Aquí tienes herramientas que te van a ayudar a mejorar todos los puntos anteriores:
1. Cuida tu diálogo interno
Presta atención a cómo te hablas. ¿Te criticas constantemente? ¿Te exiges de forma excesiva?
Empieza a cambiar ese lenguaje por uno más amable y constructivo. Porque no llegarás muy lejos hablándote mal y de malas maneras lo único que conseguirás es autodestruirte y créeme que es lo peor que te puede pasar ahora mismo. Por ello comienza a ser más amable contigo misma y trata de aceptar errores.
2. Rodéate de entornos sanos
Las personas con las que te rodeas influyen directamente en cómo te percibes. Busca relaciones que sumen, no que resten. Tus amistades es la elección más dura pero a la vez la más importante, porque vale más tener 3 o 2 amigos que estén ahí cuando lo necesites y que siempre te nutran para bien, que 10 y que ninguno valga la pena. Por ello saca a la gente que reste en tu vida y quédate con la que de verdad esté presente para ti.
3. Reconoce tus logros
No minimices lo que haces. Celebra los pequeños avances. Todo progreso cuenta. Y es muy importante que aquellas personas que no se alegren de tus avances y lo celebren como si fueran suyos, no son las personas más correctas para estar a tu lado, porque harán que pienses que lo que has logrado no es para tanto, y tu eres la única persona que sabe cuanto esfuerzo y trabajo le a costado llegar hasta allí.
4. Sal de tu zona de confort
Cada vez que haces algo que te da miedo y lo superas, tu autoestima crece.
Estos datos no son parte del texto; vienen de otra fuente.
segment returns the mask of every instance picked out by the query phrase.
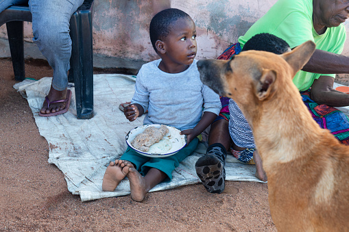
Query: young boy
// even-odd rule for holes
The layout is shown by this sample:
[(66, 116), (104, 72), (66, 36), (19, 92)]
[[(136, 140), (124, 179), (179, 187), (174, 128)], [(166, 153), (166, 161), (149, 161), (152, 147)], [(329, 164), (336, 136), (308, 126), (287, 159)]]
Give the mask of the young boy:
[[(130, 121), (145, 114), (144, 124), (164, 124), (186, 135), (186, 146), (163, 158), (149, 158), (128, 148), (112, 162), (103, 179), (104, 191), (114, 191), (128, 177), (131, 197), (142, 201), (161, 181), (171, 181), (172, 171), (194, 151), (200, 135), (219, 113), (218, 94), (200, 81), (196, 66), (196, 30), (191, 18), (178, 9), (156, 14), (149, 27), (152, 44), (160, 59), (142, 66), (137, 75), (131, 105), (124, 109)], [(202, 105), (204, 103), (204, 113)]]
[[(284, 40), (266, 33), (257, 34), (246, 42), (241, 51), (248, 50), (266, 51), (276, 54), (291, 51), (289, 44)], [(230, 51), (226, 52), (229, 53)], [(263, 181), (267, 181), (262, 161), (256, 149), (252, 131), (245, 116), (234, 100), (223, 96), (221, 101), (222, 105), (227, 105), (228, 107), (222, 108), (221, 112), (228, 114), (226, 114), (225, 118), (219, 114), (211, 125), (207, 154), (200, 157), (195, 164), (197, 175), (207, 191), (211, 193), (221, 193), (224, 190), (224, 162), (228, 149), (239, 161), (255, 164), (256, 177)], [(205, 168), (211, 171), (204, 172)], [(215, 170), (219, 170), (220, 172), (216, 170), (213, 172)], [(220, 178), (210, 178), (217, 177), (218, 172), (223, 177), (223, 181)], [(214, 179), (219, 181), (214, 183)]]

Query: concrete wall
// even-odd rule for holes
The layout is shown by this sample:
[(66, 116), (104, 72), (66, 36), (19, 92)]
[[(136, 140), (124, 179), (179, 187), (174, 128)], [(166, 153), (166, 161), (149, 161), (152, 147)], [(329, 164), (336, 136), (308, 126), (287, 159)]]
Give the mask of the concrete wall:
[[(107, 65), (109, 66), (112, 66), (113, 61), (117, 60), (145, 62), (157, 59), (150, 44), (148, 28), (152, 17), (161, 8), (156, 5), (159, 2), (171, 4), (171, 7), (182, 10), (193, 18), (197, 31), (197, 58), (202, 59), (217, 57), (231, 43), (236, 42), (238, 37), (243, 35), (276, 1), (95, 0), (93, 50), (97, 58), (95, 64), (103, 57), (109, 58), (111, 63)], [(25, 40), (30, 42), (31, 23), (25, 23)], [(346, 26), (349, 27), (349, 22), (346, 23)], [(6, 41), (3, 40), (6, 38), (5, 27), (3, 25), (0, 27), (2, 56), (9, 55)], [(349, 41), (344, 52), (346, 55), (349, 55), (348, 43)], [(37, 53), (39, 54), (27, 55), (40, 57), (40, 52)], [(115, 66), (118, 66), (116, 63)], [(129, 64), (131, 63), (123, 62), (121, 65), (127, 66)]]

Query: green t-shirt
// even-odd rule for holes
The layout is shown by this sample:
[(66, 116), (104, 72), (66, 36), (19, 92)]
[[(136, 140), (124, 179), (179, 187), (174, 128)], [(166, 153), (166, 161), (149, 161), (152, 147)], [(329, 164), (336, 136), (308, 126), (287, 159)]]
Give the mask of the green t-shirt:
[[(316, 44), (316, 49), (340, 54), (346, 41), (346, 29), (343, 24), (328, 27), (319, 35), (313, 27), (313, 0), (279, 0), (243, 36), (239, 38), (241, 47), (253, 36), (269, 33), (282, 38), (293, 49), (307, 40)], [(314, 79), (322, 74), (299, 71), (293, 83), (300, 91), (309, 89)], [(325, 75), (335, 77), (335, 74)]]

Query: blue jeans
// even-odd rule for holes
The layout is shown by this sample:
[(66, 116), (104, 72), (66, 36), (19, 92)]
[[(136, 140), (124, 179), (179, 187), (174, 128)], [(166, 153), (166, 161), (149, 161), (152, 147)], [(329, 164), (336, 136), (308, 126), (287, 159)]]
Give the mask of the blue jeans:
[(0, 12), (12, 5), (29, 4), (33, 18), (33, 41), (53, 69), (52, 86), (68, 86), (71, 40), (69, 21), (84, 0), (0, 0)]

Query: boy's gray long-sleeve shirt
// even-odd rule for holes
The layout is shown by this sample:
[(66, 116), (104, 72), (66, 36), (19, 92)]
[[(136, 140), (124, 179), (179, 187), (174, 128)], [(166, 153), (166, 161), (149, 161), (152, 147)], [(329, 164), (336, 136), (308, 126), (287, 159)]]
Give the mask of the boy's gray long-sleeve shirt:
[(194, 128), (204, 112), (217, 115), (219, 96), (200, 80), (197, 60), (184, 72), (167, 73), (158, 68), (161, 60), (142, 66), (136, 80), (132, 103), (143, 106), (144, 124), (165, 124), (182, 131)]

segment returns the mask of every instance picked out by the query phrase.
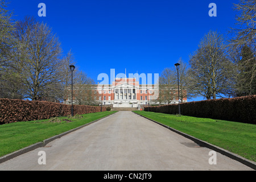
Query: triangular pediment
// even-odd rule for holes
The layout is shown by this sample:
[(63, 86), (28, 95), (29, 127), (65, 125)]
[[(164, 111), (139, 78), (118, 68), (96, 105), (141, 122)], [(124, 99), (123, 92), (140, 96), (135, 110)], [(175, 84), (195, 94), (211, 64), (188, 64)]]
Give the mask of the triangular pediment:
[(115, 86), (115, 88), (135, 88), (135, 86), (134, 85), (129, 84), (128, 83), (122, 83), (121, 84), (119, 85), (117, 85)]

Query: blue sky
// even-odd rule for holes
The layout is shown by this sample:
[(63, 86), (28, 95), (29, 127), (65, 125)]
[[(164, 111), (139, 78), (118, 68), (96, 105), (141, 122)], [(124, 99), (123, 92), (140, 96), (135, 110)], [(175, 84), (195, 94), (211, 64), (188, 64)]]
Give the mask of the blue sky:
[[(180, 57), (188, 62), (210, 30), (224, 35), (234, 27), (234, 0), (9, 0), (16, 19), (34, 16), (71, 49), (76, 66), (96, 82), (98, 75), (161, 73)], [(46, 5), (39, 17), (39, 3)], [(210, 17), (210, 3), (217, 17)], [(110, 77), (110, 76), (109, 76)]]

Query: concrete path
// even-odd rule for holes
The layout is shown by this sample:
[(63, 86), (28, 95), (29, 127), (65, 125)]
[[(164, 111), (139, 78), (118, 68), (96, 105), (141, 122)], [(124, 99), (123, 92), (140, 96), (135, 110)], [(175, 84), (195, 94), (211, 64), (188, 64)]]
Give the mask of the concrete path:
[[(40, 151), (45, 155), (38, 155)], [(0, 164), (0, 170), (253, 170), (131, 111), (119, 111)], [(45, 156), (46, 164), (39, 164)], [(42, 158), (41, 158), (42, 157)]]

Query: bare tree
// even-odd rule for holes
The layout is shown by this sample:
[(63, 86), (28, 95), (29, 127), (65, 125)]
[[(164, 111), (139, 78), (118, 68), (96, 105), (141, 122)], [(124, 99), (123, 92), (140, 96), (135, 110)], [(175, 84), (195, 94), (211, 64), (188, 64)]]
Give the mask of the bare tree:
[(253, 46), (253, 51), (255, 50), (256, 40), (256, 1), (255, 0), (240, 0), (234, 4), (234, 9), (239, 14), (236, 16), (237, 28), (232, 28), (231, 32), (234, 34), (232, 39), (232, 46), (237, 48), (245, 44)]
[(57, 37), (46, 24), (26, 18), (17, 23), (16, 34), (23, 47), (19, 66), (22, 68), (24, 98), (39, 100), (59, 99), (54, 93), (61, 89), (61, 48)]
[(210, 31), (191, 56), (189, 92), (207, 99), (230, 96), (233, 64), (226, 57), (222, 35)]
[(256, 1), (240, 0), (234, 4), (238, 13), (230, 40), (230, 56), (234, 63), (234, 96), (256, 93)]

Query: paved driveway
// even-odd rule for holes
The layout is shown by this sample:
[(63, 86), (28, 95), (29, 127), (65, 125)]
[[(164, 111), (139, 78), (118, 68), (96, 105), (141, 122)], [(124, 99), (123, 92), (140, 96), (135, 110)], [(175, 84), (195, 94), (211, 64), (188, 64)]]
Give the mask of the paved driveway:
[[(38, 155), (42, 151), (45, 155)], [(219, 153), (217, 164), (210, 165), (210, 151), (131, 111), (119, 111), (0, 164), (0, 170), (252, 170)]]

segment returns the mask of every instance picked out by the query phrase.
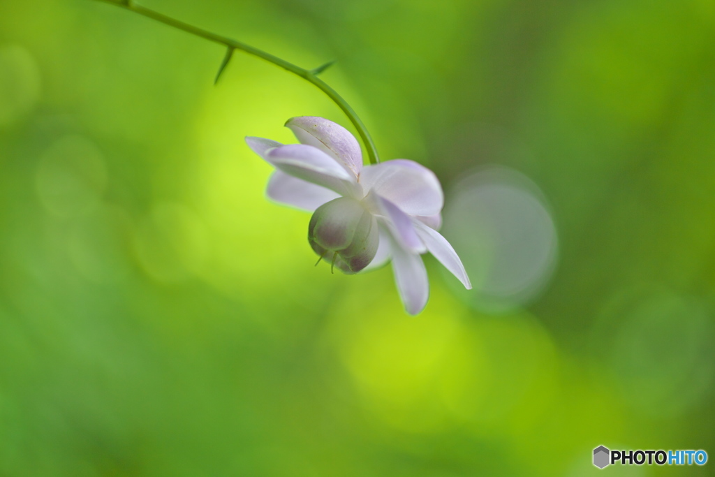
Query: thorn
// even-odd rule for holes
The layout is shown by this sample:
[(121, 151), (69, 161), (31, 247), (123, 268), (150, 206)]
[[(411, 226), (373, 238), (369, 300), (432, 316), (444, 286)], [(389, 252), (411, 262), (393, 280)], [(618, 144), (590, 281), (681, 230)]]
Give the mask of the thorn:
[(221, 66), (219, 67), (219, 72), (216, 74), (216, 79), (214, 80), (214, 85), (219, 82), (219, 78), (221, 77), (221, 74), (223, 73), (223, 70), (226, 69), (226, 67), (228, 66), (228, 62), (231, 61), (231, 56), (232, 56), (233, 46), (229, 46), (226, 49), (226, 55), (224, 56), (224, 59), (221, 62)]
[(330, 62), (328, 62), (327, 63), (326, 63), (325, 64), (321, 64), (317, 68), (315, 68), (313, 69), (311, 69), (310, 70), (310, 73), (312, 74), (315, 74), (315, 76), (317, 76), (318, 74), (320, 74), (320, 73), (322, 73), (324, 71), (325, 71), (326, 69), (327, 69), (328, 68), (330, 68), (330, 67), (332, 67), (335, 63), (335, 60), (332, 59)]

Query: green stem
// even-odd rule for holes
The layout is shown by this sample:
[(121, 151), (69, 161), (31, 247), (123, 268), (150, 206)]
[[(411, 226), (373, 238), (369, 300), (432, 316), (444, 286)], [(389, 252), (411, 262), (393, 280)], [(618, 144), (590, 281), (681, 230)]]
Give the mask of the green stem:
[[(221, 35), (217, 35), (216, 34), (210, 31), (207, 31), (206, 30), (203, 30), (200, 28), (197, 28), (192, 25), (184, 23), (183, 21), (179, 21), (179, 20), (174, 20), (172, 18), (167, 16), (166, 15), (162, 15), (162, 14), (154, 11), (154, 10), (150, 10), (149, 9), (137, 5), (131, 0), (119, 0), (118, 1), (114, 0), (102, 1), (108, 4), (112, 4), (112, 5), (121, 6), (123, 9), (134, 11), (139, 15), (143, 15), (144, 16), (156, 20), (157, 21), (160, 21), (164, 24), (169, 25), (169, 26), (179, 29), (179, 30), (183, 30), (184, 31), (196, 35), (197, 36), (201, 36), (202, 38), (214, 41), (214, 43), (219, 43), (225, 46), (229, 49), (229, 50), (240, 49), (250, 54), (259, 56), (267, 62), (270, 62), (273, 64), (277, 65), (284, 69), (287, 69), (291, 73), (298, 75), (303, 79), (312, 83), (320, 88), (321, 91), (327, 94), (327, 96), (332, 99), (332, 101), (337, 104), (341, 109), (342, 109), (342, 112), (344, 112), (352, 122), (352, 125), (355, 126), (356, 129), (358, 129), (358, 134), (360, 134), (360, 138), (363, 139), (363, 143), (365, 144), (365, 148), (368, 151), (368, 157), (370, 159), (370, 164), (377, 164), (380, 162), (380, 159), (378, 157), (377, 149), (375, 147), (375, 143), (373, 142), (373, 138), (370, 137), (370, 133), (368, 132), (368, 129), (365, 128), (365, 124), (363, 124), (363, 122), (360, 121), (359, 117), (358, 117), (358, 114), (356, 114), (355, 112), (352, 110), (352, 108), (350, 107), (350, 104), (348, 104), (347, 102), (342, 99), (342, 97), (338, 94), (335, 89), (326, 84), (325, 82), (318, 78), (313, 72), (305, 69), (305, 68), (301, 68), (300, 67), (296, 66), (292, 63), (290, 63), (285, 59), (278, 58), (277, 56), (274, 56), (270, 53), (266, 53), (265, 51), (260, 50), (257, 48), (254, 48), (253, 46), (247, 45), (245, 43), (237, 41), (236, 40), (222, 36)], [(230, 58), (230, 55), (227, 55), (227, 57)], [(222, 68), (225, 67), (225, 64), (222, 65)]]

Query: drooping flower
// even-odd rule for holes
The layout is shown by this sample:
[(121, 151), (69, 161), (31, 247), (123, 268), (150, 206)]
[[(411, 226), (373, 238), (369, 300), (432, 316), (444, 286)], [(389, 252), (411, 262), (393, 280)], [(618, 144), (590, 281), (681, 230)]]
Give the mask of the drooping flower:
[(421, 254), (430, 252), (471, 288), (459, 257), (437, 232), (444, 194), (432, 171), (403, 159), (363, 167), (358, 140), (324, 118), (294, 117), (285, 125), (300, 144), (261, 137), (246, 142), (275, 167), (268, 197), (313, 212), (308, 242), (321, 258), (348, 274), (391, 260), (400, 296), (412, 315), (422, 311), (429, 297)]

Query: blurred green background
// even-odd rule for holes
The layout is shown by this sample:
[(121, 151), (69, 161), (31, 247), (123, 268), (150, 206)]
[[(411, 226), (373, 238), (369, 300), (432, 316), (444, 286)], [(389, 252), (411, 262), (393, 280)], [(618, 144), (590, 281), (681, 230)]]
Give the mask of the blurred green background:
[[(0, 0), (0, 476), (586, 476), (715, 456), (711, 0), (146, 0), (322, 77), (433, 169), (475, 282), (314, 267), (246, 135), (308, 83)], [(489, 165), (491, 164), (491, 165)], [(450, 209), (450, 207), (452, 207)], [(715, 475), (611, 467), (618, 476)]]

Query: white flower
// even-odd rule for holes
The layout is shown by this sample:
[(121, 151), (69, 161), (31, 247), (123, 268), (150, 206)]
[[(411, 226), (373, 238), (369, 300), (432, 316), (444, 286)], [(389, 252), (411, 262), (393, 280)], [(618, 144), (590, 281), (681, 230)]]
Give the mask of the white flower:
[(314, 212), (308, 241), (318, 255), (346, 273), (392, 259), (398, 290), (412, 315), (422, 311), (429, 297), (420, 254), (430, 252), (472, 287), (459, 257), (436, 230), (444, 194), (432, 171), (402, 159), (363, 167), (357, 139), (321, 117), (294, 117), (285, 125), (300, 144), (260, 137), (246, 142), (276, 169), (268, 197)]

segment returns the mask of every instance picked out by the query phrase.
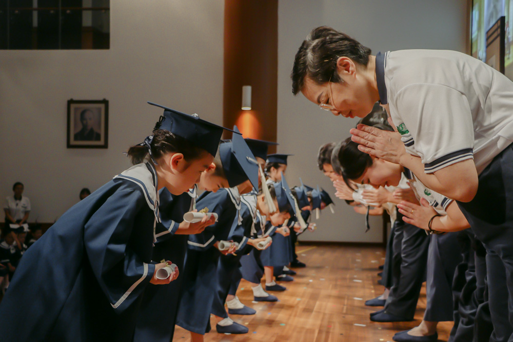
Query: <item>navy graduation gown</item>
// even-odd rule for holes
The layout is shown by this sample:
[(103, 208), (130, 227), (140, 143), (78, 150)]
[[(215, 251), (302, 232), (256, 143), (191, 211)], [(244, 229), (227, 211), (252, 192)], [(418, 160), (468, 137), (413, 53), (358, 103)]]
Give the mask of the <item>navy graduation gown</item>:
[[(176, 196), (164, 188), (160, 195), (162, 223), (155, 228), (156, 242), (152, 259), (157, 263), (163, 259), (172, 261), (181, 273), (184, 272), (189, 235), (174, 233), (183, 221), (184, 214), (193, 207), (196, 192)], [(169, 342), (172, 339), (183, 279), (181, 274), (168, 285), (150, 284), (147, 287), (137, 318), (134, 341)]]
[(130, 340), (151, 280), (156, 175), (124, 171), (81, 201), (28, 249), (0, 305), (4, 340)]
[[(256, 216), (256, 196), (254, 194), (243, 195), (241, 196), (241, 198), (242, 223), (237, 225), (228, 236), (229, 240), (233, 240), (239, 243), (239, 247), (235, 254), (221, 255), (218, 263), (216, 276), (217, 281), (211, 312), (223, 318), (228, 317), (224, 304), (230, 285), (233, 281), (233, 273), (239, 271), (242, 256), (249, 253), (253, 249), (252, 246), (247, 243), (248, 239), (251, 236), (251, 230)], [(240, 273), (239, 272), (238, 273)], [(238, 284), (239, 282), (237, 283)]]
[(269, 235), (272, 237), (272, 244), (260, 255), (264, 266), (281, 267), (290, 264), (292, 259), (290, 235), (284, 236), (276, 233), (275, 229)]
[(189, 236), (185, 258), (184, 283), (180, 293), (176, 324), (198, 334), (210, 330), (210, 308), (215, 290), (218, 260), (221, 253), (213, 247), (216, 241), (226, 240), (238, 223), (240, 198), (236, 188), (204, 192), (198, 199), (199, 210), (208, 208), (218, 220), (201, 233)]
[[(260, 213), (258, 212), (257, 212), (256, 216), (260, 223), (261, 232), (264, 233), (263, 236), (267, 236), (268, 233), (272, 231), (271, 230), (273, 228), (275, 229), (275, 227), (271, 225), (270, 222), (264, 222), (264, 219), (260, 216)], [(264, 224), (262, 224), (262, 223), (264, 223)], [(259, 227), (257, 225), (255, 226)], [(262, 227), (265, 228), (263, 228)], [(274, 243), (274, 238), (272, 239), (272, 243)], [(267, 249), (269, 249), (269, 248)], [(253, 248), (249, 254), (243, 255), (241, 258), (240, 269), (242, 277), (253, 284), (259, 284), (264, 275), (264, 265), (261, 259), (262, 252), (262, 251)]]

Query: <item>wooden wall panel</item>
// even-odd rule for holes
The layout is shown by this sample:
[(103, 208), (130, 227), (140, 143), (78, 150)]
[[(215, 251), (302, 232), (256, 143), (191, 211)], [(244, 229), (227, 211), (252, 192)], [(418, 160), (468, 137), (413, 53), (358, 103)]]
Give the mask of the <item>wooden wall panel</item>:
[[(223, 124), (229, 128), (236, 125), (245, 137), (273, 142), (277, 124), (278, 11), (278, 0), (225, 1)], [(245, 85), (251, 86), (251, 110), (241, 109)]]

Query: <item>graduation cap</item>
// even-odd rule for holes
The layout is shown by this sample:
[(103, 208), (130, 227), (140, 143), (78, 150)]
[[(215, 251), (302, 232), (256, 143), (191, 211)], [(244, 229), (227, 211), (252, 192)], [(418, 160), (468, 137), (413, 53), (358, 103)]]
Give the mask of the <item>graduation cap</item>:
[(246, 140), (246, 144), (249, 147), (249, 149), (253, 152), (253, 155), (255, 157), (260, 157), (264, 160), (267, 158), (267, 149), (269, 147), (279, 145), (278, 143), (266, 142), (256, 139), (246, 138), (244, 140)]
[(233, 187), (247, 179), (258, 188), (258, 162), (255, 159), (237, 126), (233, 126), (231, 141), (219, 145), (219, 156), (228, 185)]
[(331, 213), (334, 214), (335, 210), (333, 209), (333, 207), (335, 205), (335, 204), (333, 203), (333, 200), (331, 199), (331, 197), (330, 197), (329, 194), (322, 188), (321, 188), (321, 199), (322, 202), (324, 202), (326, 206), (329, 208)]
[[(217, 152), (223, 130), (236, 133), (236, 135), (241, 134), (240, 132), (235, 132), (231, 129), (200, 119), (196, 114), (191, 115), (149, 101), (148, 103), (152, 106), (164, 108), (164, 114), (161, 116), (159, 122), (155, 125), (154, 129), (166, 130), (173, 134), (181, 136), (191, 144), (205, 150), (214, 156), (215, 156)], [(152, 138), (152, 137), (150, 138)]]
[(293, 154), (269, 154), (267, 156), (267, 163), (278, 163), (280, 164), (287, 165), (287, 157)]
[(308, 201), (308, 196), (306, 194), (306, 191), (303, 187), (294, 187), (294, 190), (298, 195), (298, 204), (300, 208), (304, 208), (310, 205)]
[(312, 192), (312, 210), (320, 209), (322, 199), (321, 197), (321, 191), (319, 190), (319, 187), (317, 187), (317, 189), (313, 189), (306, 185), (305, 187), (309, 189), (309, 191)]
[(321, 198), (322, 202), (324, 202), (324, 204), (326, 206), (333, 203), (333, 200), (331, 200), (331, 197), (329, 196), (329, 194), (322, 188), (321, 188)]
[(295, 216), (295, 203), (292, 197), (290, 188), (289, 188), (285, 176), (282, 172), (282, 180), (278, 183), (273, 183), (274, 191), (276, 193), (276, 199), (278, 202), (278, 208), (280, 212), (288, 212), (290, 216)]

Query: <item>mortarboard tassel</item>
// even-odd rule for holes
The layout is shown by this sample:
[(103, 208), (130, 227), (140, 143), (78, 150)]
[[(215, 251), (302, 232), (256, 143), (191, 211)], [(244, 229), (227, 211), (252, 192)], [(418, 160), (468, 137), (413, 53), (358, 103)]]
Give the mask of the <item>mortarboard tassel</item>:
[(264, 175), (264, 171), (262, 169), (262, 166), (260, 164), (259, 164), (259, 168), (260, 169), (260, 177), (262, 178), (262, 191), (264, 193), (264, 198), (265, 198), (265, 202), (267, 203), (267, 207), (269, 208), (269, 212), (276, 212), (277, 209), (276, 206), (274, 205), (274, 202), (272, 200), (271, 193), (269, 192), (267, 184), (265, 182), (265, 176)]

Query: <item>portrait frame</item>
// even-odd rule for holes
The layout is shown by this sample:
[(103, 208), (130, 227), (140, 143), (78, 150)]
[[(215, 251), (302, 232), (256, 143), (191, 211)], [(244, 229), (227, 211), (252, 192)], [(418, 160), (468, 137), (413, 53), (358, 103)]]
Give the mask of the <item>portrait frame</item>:
[(109, 101), (68, 100), (68, 148), (108, 148)]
No necesitas grandes cambios, empieza poco a poco.
5. Aprende a poner límites
Decir “no” es la palabra más difícil pero a le vez más sincera y dolorosa para atreverse a decir, debido a que estas marcando límites hacia la otra persona pero a la vez también es amor propio y respeto hacia uno mismo. No tienes que estar disponible para todo ni para todos.
6. Invierte tiempo en ti
Haz cosas que te hagan sentir bien: deporte, lectura, descanso, hobbies… No es pérdida de tiempo, es autocuidado.